Aus Protest gegen den Krieg in Syrien und die anhaltenden Angriffe auf Aleppo präsentiert sich das Nachrichtenportal aus Hamburg auf seiner Startseite ungewöhnlich schwarz. „Den ganzen Tag“ lang will Stern.de „still sein“. Das Netz reagiert auf die Aktion gespalten – und bezweifelt, dass sicht die Journalisten an ihre Regel überhaupt halten.

Kultur: Tim Schleider (schl)

Hamburg - Die Online-Plattform Stern.de will an diesem Freitag einen Tag lang schweigen. So kündigt es die Redaktion jedenfalls seit den frühen Morgenstunden auf ihrer Webseite an. Hintergrund seien die anhaltenden Kämpfe im Syrienkrieg, insbesondere in der Stadt Aleppo, und der Zweifel, ob man in der Vergangenheit als deutsche Journalisten womöglich zu wenig gegen diese Ereignisse erreicht habe: „Wie können wir über das alltägliche Leid berichten? Was bewirkt unsere Berichterstattung? Haben wir ausreichend über das Thema berichtet?“ Unter dem Druck schneller Nachrichtenverarbeitung, so die Selbstkritik der Stern.de-Redakteure, sei die Auseinandersetzung mit der Katastrophe im Nahen Osten offenbar zu kurz gekommen.

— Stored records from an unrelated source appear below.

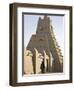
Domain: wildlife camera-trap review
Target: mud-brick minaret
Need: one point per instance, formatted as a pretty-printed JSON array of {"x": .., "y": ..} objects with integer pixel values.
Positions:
[{"x": 44, "y": 41}]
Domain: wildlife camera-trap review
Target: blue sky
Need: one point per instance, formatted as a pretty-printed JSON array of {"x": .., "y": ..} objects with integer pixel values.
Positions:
[{"x": 30, "y": 25}]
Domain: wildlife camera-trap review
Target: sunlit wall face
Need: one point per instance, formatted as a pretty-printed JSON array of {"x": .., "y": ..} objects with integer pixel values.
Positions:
[{"x": 30, "y": 27}]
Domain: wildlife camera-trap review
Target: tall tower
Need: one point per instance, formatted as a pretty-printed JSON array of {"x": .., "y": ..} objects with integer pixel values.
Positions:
[{"x": 44, "y": 40}]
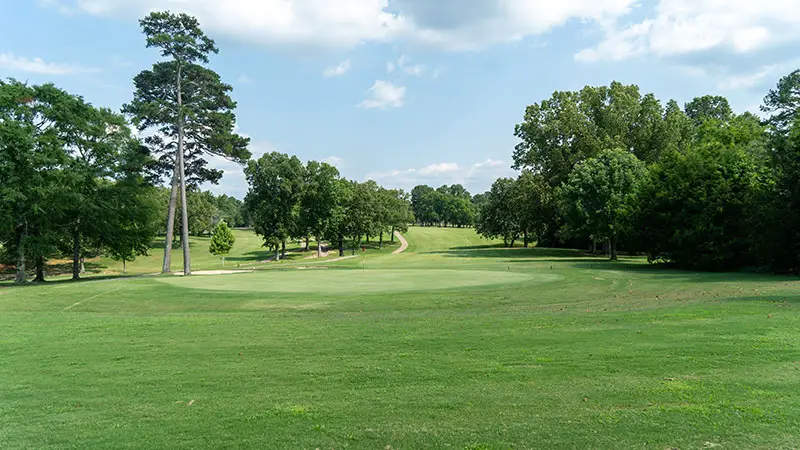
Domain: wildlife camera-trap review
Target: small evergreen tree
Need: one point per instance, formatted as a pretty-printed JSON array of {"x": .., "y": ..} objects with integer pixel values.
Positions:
[{"x": 222, "y": 241}]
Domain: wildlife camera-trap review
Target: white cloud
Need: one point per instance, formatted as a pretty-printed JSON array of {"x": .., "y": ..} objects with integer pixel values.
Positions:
[
  {"x": 681, "y": 27},
  {"x": 339, "y": 70},
  {"x": 402, "y": 63},
  {"x": 437, "y": 169},
  {"x": 233, "y": 181},
  {"x": 335, "y": 161},
  {"x": 466, "y": 24},
  {"x": 383, "y": 95},
  {"x": 488, "y": 163},
  {"x": 476, "y": 177},
  {"x": 244, "y": 79},
  {"x": 745, "y": 81},
  {"x": 11, "y": 62}
]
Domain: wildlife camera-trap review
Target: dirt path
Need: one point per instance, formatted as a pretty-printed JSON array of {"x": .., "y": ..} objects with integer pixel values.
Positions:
[{"x": 403, "y": 244}]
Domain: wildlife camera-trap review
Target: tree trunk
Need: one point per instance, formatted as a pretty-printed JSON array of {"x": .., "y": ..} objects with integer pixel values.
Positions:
[
  {"x": 39, "y": 269},
  {"x": 173, "y": 200},
  {"x": 76, "y": 254},
  {"x": 21, "y": 277},
  {"x": 612, "y": 244},
  {"x": 187, "y": 260}
]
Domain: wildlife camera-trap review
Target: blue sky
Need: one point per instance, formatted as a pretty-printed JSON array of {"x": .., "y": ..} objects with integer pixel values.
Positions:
[{"x": 411, "y": 91}]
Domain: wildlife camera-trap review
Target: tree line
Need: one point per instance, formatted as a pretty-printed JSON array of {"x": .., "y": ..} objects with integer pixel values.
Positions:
[
  {"x": 444, "y": 206},
  {"x": 292, "y": 201},
  {"x": 76, "y": 181},
  {"x": 698, "y": 187}
]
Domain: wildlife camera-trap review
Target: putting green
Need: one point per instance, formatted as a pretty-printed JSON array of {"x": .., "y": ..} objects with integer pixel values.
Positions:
[{"x": 355, "y": 281}]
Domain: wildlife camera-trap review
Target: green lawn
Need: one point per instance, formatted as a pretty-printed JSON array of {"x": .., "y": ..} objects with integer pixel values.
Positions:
[{"x": 456, "y": 343}]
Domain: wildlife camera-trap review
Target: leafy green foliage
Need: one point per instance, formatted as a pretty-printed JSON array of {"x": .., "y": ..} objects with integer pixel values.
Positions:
[
  {"x": 499, "y": 217},
  {"x": 447, "y": 205},
  {"x": 222, "y": 241},
  {"x": 709, "y": 107},
  {"x": 276, "y": 186},
  {"x": 694, "y": 208},
  {"x": 600, "y": 199}
]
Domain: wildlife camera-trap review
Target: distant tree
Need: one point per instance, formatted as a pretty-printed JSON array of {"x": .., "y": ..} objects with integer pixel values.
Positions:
[
  {"x": 535, "y": 205},
  {"x": 423, "y": 199},
  {"x": 361, "y": 218},
  {"x": 317, "y": 200},
  {"x": 600, "y": 198},
  {"x": 132, "y": 213},
  {"x": 713, "y": 107},
  {"x": 222, "y": 241},
  {"x": 498, "y": 216},
  {"x": 101, "y": 148},
  {"x": 34, "y": 131},
  {"x": 276, "y": 185},
  {"x": 337, "y": 226},
  {"x": 229, "y": 209},
  {"x": 782, "y": 104},
  {"x": 694, "y": 208},
  {"x": 189, "y": 107},
  {"x": 399, "y": 210}
]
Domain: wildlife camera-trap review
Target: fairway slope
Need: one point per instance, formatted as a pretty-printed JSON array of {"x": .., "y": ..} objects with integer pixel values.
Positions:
[
  {"x": 455, "y": 343},
  {"x": 358, "y": 282}
]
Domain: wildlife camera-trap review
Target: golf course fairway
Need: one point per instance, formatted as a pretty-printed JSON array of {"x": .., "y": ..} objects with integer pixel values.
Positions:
[
  {"x": 455, "y": 343},
  {"x": 358, "y": 282}
]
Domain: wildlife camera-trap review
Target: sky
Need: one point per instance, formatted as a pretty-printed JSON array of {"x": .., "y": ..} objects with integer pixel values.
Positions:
[{"x": 410, "y": 92}]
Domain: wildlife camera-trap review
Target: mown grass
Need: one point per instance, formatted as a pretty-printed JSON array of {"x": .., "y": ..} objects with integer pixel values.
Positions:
[{"x": 605, "y": 355}]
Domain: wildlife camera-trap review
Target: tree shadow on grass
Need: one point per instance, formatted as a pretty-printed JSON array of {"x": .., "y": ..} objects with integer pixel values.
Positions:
[{"x": 495, "y": 251}]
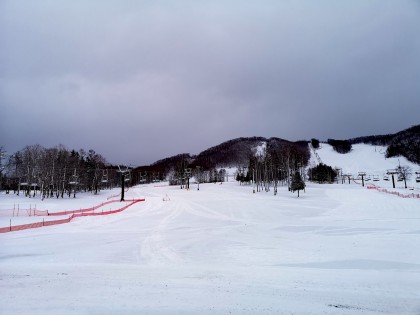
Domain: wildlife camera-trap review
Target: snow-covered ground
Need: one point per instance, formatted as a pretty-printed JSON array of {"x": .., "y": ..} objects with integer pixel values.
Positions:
[{"x": 338, "y": 249}]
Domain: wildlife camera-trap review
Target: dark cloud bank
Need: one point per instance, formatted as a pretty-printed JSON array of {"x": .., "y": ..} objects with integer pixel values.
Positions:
[{"x": 141, "y": 80}]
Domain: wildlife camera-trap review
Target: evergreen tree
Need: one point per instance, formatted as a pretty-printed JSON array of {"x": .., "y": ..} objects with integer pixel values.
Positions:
[
  {"x": 322, "y": 173},
  {"x": 297, "y": 183}
]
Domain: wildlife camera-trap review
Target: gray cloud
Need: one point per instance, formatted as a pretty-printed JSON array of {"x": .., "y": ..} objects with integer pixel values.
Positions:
[{"x": 141, "y": 80}]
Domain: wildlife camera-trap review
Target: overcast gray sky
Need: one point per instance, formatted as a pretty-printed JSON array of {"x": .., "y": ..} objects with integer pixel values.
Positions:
[{"x": 138, "y": 81}]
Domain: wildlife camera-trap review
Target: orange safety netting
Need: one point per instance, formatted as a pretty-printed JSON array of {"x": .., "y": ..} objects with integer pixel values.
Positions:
[
  {"x": 396, "y": 193},
  {"x": 74, "y": 214}
]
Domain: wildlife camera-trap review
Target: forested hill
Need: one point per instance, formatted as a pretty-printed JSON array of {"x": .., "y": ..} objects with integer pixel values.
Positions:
[
  {"x": 237, "y": 151},
  {"x": 404, "y": 143}
]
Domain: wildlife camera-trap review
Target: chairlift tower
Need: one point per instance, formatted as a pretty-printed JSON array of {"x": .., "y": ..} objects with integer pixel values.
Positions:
[
  {"x": 362, "y": 175},
  {"x": 73, "y": 182},
  {"x": 392, "y": 172},
  {"x": 198, "y": 177},
  {"x": 187, "y": 175},
  {"x": 2, "y": 154},
  {"x": 123, "y": 170}
]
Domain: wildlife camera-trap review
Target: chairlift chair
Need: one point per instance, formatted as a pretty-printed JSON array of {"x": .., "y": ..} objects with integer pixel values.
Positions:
[
  {"x": 127, "y": 177},
  {"x": 73, "y": 179},
  {"x": 104, "y": 176}
]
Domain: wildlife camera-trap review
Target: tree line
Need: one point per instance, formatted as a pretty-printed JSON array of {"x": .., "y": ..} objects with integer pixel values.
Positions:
[{"x": 56, "y": 172}]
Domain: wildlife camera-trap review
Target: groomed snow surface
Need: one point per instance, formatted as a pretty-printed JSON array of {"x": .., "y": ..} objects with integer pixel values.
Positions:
[{"x": 337, "y": 249}]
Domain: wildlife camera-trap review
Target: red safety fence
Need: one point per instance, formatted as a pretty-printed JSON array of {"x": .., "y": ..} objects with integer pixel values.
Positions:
[
  {"x": 117, "y": 195},
  {"x": 73, "y": 215},
  {"x": 395, "y": 193},
  {"x": 91, "y": 209},
  {"x": 17, "y": 212}
]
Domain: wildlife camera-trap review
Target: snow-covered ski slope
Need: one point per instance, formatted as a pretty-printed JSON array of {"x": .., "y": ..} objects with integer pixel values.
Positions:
[
  {"x": 338, "y": 249},
  {"x": 363, "y": 158}
]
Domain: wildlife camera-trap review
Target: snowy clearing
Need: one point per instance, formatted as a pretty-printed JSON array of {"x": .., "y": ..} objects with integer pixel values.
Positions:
[{"x": 338, "y": 249}]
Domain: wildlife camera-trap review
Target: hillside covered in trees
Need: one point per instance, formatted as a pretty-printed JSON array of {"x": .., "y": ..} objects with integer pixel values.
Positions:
[{"x": 404, "y": 143}]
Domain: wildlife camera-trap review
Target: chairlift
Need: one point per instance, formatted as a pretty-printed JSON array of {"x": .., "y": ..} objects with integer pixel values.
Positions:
[
  {"x": 73, "y": 178},
  {"x": 127, "y": 177},
  {"x": 104, "y": 176}
]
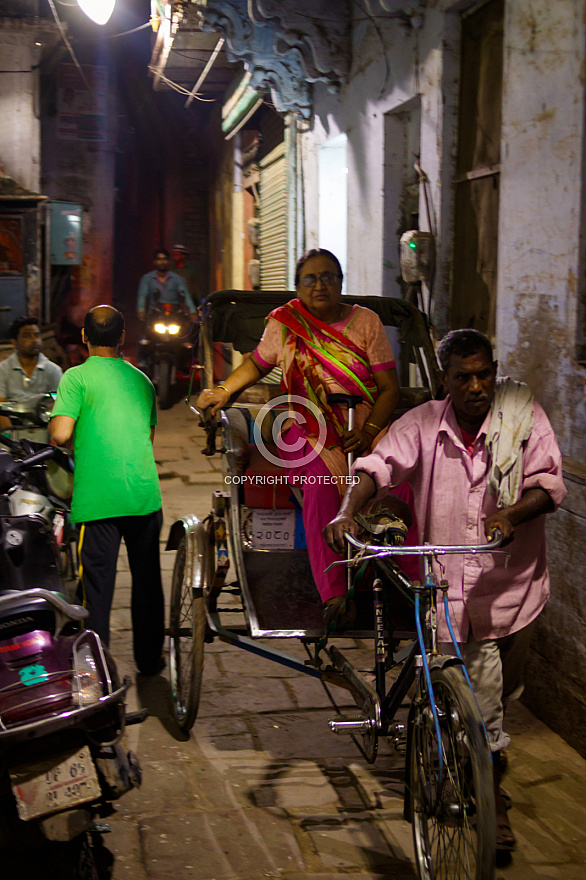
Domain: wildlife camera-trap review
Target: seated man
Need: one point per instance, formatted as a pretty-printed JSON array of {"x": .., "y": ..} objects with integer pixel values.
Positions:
[
  {"x": 26, "y": 371},
  {"x": 161, "y": 286},
  {"x": 483, "y": 459}
]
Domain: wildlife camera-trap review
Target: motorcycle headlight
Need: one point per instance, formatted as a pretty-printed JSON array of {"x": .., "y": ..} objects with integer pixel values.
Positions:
[
  {"x": 87, "y": 688},
  {"x": 45, "y": 408}
]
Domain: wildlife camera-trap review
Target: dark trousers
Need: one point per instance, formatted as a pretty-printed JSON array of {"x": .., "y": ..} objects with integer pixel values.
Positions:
[{"x": 98, "y": 547}]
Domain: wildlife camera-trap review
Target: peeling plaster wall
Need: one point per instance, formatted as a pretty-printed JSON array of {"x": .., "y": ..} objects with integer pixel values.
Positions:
[
  {"x": 20, "y": 137},
  {"x": 390, "y": 69},
  {"x": 539, "y": 280},
  {"x": 83, "y": 172},
  {"x": 542, "y": 247}
]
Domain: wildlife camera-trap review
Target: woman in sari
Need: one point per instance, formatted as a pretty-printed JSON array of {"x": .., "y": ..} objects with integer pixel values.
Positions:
[{"x": 323, "y": 347}]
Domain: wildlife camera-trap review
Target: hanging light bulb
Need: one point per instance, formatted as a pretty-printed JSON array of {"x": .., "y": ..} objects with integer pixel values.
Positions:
[{"x": 98, "y": 10}]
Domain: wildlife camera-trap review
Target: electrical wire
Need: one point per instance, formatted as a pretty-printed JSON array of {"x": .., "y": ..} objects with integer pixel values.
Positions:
[
  {"x": 176, "y": 87},
  {"x": 68, "y": 44},
  {"x": 382, "y": 42},
  {"x": 141, "y": 27}
]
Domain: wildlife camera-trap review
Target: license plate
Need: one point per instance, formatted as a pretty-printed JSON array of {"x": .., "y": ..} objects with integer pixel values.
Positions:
[
  {"x": 273, "y": 529},
  {"x": 55, "y": 784}
]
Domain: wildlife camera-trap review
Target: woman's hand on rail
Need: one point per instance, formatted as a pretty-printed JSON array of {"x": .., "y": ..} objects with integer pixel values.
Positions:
[
  {"x": 214, "y": 397},
  {"x": 356, "y": 441},
  {"x": 335, "y": 530}
]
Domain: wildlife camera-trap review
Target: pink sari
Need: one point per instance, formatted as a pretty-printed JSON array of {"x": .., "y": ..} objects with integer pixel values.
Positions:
[{"x": 313, "y": 352}]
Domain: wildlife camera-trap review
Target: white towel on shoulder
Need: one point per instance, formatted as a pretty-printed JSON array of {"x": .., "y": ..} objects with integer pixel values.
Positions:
[{"x": 510, "y": 426}]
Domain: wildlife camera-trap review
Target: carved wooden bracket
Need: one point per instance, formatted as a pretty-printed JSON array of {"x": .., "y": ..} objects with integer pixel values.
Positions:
[{"x": 285, "y": 45}]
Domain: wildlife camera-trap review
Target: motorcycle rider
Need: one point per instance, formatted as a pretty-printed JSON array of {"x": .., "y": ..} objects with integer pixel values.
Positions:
[
  {"x": 162, "y": 286},
  {"x": 179, "y": 253},
  {"x": 26, "y": 371}
]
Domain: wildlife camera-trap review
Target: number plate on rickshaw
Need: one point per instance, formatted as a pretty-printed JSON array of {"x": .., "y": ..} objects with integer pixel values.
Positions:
[
  {"x": 55, "y": 784},
  {"x": 273, "y": 529}
]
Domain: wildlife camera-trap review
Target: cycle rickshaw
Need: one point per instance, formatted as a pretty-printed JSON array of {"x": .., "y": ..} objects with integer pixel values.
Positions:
[{"x": 254, "y": 532}]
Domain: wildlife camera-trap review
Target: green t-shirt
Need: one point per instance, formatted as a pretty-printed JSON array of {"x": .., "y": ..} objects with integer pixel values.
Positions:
[{"x": 114, "y": 407}]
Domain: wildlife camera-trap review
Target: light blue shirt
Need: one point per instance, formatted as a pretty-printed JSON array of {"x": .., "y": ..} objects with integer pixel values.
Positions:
[
  {"x": 15, "y": 384},
  {"x": 169, "y": 291}
]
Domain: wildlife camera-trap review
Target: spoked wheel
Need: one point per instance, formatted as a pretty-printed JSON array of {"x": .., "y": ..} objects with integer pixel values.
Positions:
[
  {"x": 186, "y": 644},
  {"x": 452, "y": 801}
]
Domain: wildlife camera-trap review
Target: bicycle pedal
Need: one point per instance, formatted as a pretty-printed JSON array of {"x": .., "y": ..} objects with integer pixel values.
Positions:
[{"x": 351, "y": 724}]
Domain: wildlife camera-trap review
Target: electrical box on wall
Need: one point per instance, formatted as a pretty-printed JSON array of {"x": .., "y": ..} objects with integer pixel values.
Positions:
[
  {"x": 417, "y": 256},
  {"x": 66, "y": 233}
]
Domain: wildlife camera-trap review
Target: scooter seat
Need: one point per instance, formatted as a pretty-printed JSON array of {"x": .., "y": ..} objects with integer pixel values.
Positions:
[{"x": 32, "y": 614}]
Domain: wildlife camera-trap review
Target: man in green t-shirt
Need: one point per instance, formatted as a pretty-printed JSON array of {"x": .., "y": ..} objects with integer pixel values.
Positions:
[{"x": 108, "y": 407}]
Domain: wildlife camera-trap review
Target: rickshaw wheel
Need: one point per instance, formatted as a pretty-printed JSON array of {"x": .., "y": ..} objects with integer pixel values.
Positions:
[{"x": 186, "y": 644}]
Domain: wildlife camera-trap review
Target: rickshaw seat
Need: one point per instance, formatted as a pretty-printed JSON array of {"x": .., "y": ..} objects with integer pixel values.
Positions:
[{"x": 271, "y": 491}]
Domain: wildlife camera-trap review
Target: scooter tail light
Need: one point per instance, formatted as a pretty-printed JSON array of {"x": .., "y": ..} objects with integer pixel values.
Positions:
[{"x": 87, "y": 687}]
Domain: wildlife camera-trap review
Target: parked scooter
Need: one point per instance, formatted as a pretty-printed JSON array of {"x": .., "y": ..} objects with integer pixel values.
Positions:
[
  {"x": 166, "y": 348},
  {"x": 62, "y": 704},
  {"x": 48, "y": 489},
  {"x": 30, "y": 417}
]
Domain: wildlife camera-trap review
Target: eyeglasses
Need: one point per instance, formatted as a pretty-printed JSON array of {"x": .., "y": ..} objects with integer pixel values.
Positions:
[{"x": 326, "y": 278}]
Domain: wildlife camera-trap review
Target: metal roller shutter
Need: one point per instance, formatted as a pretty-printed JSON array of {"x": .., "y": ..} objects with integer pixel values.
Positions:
[{"x": 273, "y": 220}]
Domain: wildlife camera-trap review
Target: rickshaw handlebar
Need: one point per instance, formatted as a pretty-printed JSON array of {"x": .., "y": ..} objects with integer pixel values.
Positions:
[{"x": 425, "y": 549}]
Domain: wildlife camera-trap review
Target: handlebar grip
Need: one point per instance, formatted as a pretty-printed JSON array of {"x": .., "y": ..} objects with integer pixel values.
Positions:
[{"x": 38, "y": 457}]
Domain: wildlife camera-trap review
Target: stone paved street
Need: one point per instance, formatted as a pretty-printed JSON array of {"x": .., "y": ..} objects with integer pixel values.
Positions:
[{"x": 262, "y": 789}]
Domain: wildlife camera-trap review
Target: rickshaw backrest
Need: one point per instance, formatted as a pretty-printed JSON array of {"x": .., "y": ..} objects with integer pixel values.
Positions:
[{"x": 238, "y": 317}]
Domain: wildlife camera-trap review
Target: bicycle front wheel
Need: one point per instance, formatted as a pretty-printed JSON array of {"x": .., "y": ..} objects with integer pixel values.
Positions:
[
  {"x": 451, "y": 799},
  {"x": 186, "y": 644}
]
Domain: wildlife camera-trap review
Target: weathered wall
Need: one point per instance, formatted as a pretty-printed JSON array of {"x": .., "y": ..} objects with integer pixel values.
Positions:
[
  {"x": 82, "y": 171},
  {"x": 400, "y": 99},
  {"x": 20, "y": 137},
  {"x": 541, "y": 244}
]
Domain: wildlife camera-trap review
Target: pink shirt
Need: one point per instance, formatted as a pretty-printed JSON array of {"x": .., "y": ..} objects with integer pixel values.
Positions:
[{"x": 493, "y": 594}]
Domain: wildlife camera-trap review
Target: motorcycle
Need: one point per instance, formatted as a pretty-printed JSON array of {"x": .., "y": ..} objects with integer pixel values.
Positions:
[
  {"x": 166, "y": 348},
  {"x": 62, "y": 704},
  {"x": 45, "y": 490}
]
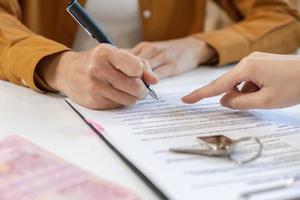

Deswegen wolle man es „heute einmal ganz anders machen. Uns von den normalen journalistischen Reflexen lossagen. Nicht lauter, schneller und mehr berichten. Sondern schweigen. stern.de wird heute den ganzen Tag still sein. Nur Bilder. Aus Aleppo und Syrien.“

 

Tatsächlich folgt der langen Verlautbarung eine ausführliche Bildersammlung mit Fotos aus jüngerer Zeit, die das Leben der noch lebenden Bürger im Ostteil Aleppos zwischen den Luftangriffen dokumentieren. Stern.de: „Heute geht es nicht um Reichweite, Klicks und effiziente Vermarktung. Heute geht es uns darum, ein Zeichen zu setzen. Stumm.“ So wolle man „der unerträglichen Sprachlosigkeit entgegenbrüllen – indem wir sie einfach einmal zulassen.“

Kommentar bei Twitter: „Eigentlich publizieren Sie munter weiter“

Auf die auch auf den sozialen Plattformen gepostete Aktion reagierte das Netz schnell und zuverlässig gespalten. Zustimmung (Ritzi@Ritzi_Bizzi: „Respekt für diese Aktion“), Fragen an den Sinn (Naci Cinisli@nacicinisli: „Schweigen bringt nichts. Ihr müsst reden, aber richtig reden und ETWAS tun!!!!“) und Häme (Bubo Aves@Bubo Aves: „keine Russenhetze! Jawohl!“) halten sich die Waage. Einige User haben auch bereits bemerkt, dass offenbar nicht die gesamte Stern.de-Redaktion von der Aktion informiert ist. Mausraster@mausraster bemerkt, dass trotz Schweigetag aktuelle Geschichten über den Hurrikan auf Haiti und die aktuellen Vorrennen der Formel 1 ins Netz gegangen sind: „Finde es nicht schlau, in den aktuellen Situation ‚schweigen’ so frei zu interpretieren. Eigentlich publizieren Sie munter weiter.“

Hier sei allerdings bemerkt (und nicht wie in unserer ursprünglichen Fassung behauptet), dass die Meldungen und Texte auf stern.de an diesem Freitag lediglich automatisiert von einem Feed einlaufen und nicht händisch von den Mitarbeitern erstellt werden.